Leiden Institute of Advanced Computer Science thermophysical models have shown that CO-dominant outgassing is capable of reproducing the measured values without the need for exotic propulsion. By matching the absorbed solar radiation with the thermal re-emission and the latent heat flux, and using vapor pressure equations for CO, CO₂, NH₃, and CH₄, the model finds that CO is the only volatiles species that can provide force levels comparable with the measured values at 1-2 AU. The Monte Carlo modeling of the jet morphologies has suggested that slightly collimated CO jets with active areas amounting to several tens of percent of the surface are capable of producing force levels comparable with the measured values, while CO₂ with its low vapor pressure at these temperatures is again dynamically irrelevant, and NH₃ and CH₄ are negligible.

The NASA multi-platform observing campaign has utilized the resources available for Martian orbiters to heliophysics missions such as SOHO/STEREO, as well as deep space probes Psyche and Lucy, to monitor the comet’s orbit and shape. The Hubble Space Telescope’s high-resolution observations have placed constraints on the nucleus size between 320 meters to 5.6 km, showing dust plumes commensurate with active solar system comets.

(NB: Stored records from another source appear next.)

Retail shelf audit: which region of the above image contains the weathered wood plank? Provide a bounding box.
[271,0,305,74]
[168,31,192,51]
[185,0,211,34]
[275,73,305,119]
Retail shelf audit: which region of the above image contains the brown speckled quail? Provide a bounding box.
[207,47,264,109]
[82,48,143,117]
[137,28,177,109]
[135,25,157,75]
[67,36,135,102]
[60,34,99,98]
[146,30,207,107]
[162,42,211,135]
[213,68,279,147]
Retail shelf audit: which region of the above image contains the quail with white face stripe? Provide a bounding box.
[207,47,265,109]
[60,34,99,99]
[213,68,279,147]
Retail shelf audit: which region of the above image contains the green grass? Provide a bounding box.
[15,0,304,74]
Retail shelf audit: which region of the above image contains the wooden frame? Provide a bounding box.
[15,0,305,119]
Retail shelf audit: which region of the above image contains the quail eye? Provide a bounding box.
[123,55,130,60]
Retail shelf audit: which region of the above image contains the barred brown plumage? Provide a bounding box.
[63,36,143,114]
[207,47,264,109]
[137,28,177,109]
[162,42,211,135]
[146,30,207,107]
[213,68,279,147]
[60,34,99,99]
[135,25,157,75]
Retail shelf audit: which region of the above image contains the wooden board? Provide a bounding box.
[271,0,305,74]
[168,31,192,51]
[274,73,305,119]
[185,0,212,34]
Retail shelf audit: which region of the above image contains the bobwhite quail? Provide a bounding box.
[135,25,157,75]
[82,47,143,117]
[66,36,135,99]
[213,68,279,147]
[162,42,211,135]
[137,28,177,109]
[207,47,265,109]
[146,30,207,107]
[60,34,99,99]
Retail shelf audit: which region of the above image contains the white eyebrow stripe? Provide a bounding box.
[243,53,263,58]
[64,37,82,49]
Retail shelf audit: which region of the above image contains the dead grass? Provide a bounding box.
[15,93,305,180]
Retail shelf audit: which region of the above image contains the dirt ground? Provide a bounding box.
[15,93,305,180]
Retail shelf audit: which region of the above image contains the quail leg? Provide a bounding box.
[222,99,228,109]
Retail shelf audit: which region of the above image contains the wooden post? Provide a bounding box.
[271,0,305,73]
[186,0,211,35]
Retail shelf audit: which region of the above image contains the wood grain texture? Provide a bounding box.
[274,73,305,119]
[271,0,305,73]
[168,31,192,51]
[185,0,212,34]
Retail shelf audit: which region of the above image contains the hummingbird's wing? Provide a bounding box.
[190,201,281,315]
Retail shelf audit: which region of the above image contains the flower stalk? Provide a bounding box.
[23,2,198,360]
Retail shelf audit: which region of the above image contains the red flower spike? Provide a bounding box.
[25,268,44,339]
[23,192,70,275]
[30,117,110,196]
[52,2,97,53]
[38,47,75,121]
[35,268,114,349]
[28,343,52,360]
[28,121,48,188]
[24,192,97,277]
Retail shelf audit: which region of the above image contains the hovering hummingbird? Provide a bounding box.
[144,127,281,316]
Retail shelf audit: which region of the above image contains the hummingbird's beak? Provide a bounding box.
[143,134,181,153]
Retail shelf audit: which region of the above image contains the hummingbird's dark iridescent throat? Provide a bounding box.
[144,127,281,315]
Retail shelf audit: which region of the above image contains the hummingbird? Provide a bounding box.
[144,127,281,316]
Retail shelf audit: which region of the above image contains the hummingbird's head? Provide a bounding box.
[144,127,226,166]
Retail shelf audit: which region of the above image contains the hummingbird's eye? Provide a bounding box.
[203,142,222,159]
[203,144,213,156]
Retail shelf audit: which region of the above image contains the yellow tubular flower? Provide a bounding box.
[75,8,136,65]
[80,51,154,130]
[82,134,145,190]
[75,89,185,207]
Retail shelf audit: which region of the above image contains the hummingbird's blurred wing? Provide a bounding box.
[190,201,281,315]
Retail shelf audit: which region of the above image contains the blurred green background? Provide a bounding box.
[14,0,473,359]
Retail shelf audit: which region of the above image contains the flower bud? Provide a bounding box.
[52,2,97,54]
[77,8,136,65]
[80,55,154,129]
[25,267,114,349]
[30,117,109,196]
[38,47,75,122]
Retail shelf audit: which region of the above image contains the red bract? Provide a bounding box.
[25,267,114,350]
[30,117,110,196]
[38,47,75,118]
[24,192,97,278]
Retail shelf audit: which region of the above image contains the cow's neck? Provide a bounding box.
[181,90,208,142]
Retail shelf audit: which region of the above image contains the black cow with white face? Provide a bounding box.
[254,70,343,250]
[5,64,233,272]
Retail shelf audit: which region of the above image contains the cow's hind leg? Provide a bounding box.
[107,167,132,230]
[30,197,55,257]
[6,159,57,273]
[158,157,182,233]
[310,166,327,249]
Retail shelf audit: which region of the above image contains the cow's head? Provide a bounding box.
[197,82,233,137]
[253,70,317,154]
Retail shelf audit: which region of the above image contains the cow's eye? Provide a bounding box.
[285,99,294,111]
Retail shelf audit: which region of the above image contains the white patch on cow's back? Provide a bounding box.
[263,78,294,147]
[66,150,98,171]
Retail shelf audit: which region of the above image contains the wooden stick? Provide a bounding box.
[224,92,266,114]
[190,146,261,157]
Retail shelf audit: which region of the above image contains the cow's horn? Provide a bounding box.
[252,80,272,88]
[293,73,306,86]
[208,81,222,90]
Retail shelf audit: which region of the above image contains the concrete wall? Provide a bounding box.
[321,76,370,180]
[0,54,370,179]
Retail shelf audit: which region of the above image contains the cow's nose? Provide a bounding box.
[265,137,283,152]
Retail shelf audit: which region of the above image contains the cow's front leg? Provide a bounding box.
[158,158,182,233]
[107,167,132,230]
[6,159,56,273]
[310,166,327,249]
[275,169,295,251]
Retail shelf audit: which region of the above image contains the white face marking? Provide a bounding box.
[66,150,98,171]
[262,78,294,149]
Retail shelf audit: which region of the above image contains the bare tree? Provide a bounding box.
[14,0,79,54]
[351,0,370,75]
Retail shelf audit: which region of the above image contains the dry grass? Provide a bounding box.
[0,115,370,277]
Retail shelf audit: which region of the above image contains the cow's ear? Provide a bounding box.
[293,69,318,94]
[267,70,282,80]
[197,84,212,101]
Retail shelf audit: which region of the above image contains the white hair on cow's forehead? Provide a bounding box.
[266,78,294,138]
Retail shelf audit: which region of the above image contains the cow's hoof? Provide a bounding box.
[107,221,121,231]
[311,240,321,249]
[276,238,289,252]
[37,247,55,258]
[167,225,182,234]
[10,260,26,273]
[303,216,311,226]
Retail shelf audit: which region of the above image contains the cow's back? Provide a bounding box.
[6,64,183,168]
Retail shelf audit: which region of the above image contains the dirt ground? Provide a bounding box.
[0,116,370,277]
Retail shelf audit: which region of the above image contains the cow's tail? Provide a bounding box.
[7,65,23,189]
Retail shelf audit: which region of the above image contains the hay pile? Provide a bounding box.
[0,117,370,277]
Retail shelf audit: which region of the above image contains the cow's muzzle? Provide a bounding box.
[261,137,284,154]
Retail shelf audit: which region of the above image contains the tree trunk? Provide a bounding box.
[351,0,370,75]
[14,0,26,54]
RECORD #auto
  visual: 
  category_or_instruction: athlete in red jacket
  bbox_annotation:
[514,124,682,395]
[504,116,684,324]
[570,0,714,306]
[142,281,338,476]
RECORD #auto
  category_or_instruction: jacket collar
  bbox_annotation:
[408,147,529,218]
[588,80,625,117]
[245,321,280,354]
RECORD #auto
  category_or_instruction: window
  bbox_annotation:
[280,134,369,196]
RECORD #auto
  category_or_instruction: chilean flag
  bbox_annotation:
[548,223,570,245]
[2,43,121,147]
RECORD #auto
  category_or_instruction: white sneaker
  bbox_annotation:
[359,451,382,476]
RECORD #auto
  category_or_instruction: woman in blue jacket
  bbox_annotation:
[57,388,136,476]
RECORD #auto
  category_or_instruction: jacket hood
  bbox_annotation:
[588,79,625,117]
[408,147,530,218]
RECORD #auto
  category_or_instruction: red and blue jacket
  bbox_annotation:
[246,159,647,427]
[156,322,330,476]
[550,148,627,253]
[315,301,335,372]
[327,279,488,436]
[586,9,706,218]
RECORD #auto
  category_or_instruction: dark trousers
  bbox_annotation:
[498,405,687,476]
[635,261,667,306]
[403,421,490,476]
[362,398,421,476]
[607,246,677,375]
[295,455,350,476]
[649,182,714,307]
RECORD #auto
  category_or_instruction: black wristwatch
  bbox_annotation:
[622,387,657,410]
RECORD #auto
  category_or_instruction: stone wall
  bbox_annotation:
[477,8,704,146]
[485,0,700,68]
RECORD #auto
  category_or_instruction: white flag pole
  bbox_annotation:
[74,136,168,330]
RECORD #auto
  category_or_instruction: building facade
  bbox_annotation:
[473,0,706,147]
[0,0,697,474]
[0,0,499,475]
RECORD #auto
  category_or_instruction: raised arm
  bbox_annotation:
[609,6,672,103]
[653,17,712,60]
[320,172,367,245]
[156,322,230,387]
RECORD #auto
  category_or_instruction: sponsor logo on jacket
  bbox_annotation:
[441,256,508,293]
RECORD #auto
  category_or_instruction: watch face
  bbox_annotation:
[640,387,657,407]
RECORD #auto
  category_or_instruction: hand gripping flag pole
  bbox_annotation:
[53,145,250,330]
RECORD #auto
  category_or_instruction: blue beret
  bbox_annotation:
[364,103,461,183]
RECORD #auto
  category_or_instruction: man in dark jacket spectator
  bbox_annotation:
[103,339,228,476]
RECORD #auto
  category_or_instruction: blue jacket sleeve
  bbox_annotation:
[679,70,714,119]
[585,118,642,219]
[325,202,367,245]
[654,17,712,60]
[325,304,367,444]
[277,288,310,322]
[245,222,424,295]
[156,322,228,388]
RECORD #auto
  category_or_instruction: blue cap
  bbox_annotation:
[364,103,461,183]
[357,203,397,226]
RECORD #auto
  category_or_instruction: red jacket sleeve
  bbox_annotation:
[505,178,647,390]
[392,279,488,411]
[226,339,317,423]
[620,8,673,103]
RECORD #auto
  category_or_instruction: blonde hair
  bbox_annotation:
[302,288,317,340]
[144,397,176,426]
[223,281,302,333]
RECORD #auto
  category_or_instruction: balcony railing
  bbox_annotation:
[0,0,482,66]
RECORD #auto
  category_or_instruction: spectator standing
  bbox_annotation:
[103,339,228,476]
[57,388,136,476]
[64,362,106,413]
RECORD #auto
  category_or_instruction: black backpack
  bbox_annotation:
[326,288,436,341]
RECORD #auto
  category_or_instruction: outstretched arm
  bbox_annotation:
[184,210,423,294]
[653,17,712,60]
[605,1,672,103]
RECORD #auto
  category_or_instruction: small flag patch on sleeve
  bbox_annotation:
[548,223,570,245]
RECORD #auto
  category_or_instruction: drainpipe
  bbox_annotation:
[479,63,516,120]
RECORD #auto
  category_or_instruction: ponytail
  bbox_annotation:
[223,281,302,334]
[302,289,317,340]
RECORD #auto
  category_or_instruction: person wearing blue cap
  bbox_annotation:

The James Webb Space Telescope’s IR spectroscopy has contributed ratios of volatiles, with MeerKAT & Swift analyses contributing to the radio & UV information on water activity.

The coming Vera Rubin Observatory looks forward to improving this list of visiting aliens, with their sensitivity to fainter objects and their earlier and more refined analysis being invaluable. Until then, 3I/ATLAS provides a unique opportunity to examine cometary physics with foreign chemistry. Irrespective of whether this acceleration is of pure CO-based jets or goes beyond, this combination of astrometry, spectroscopic, and thermophysical observations is changing the paradigm of what happens to ice bodies from outside the Sun as they pass through our solar system.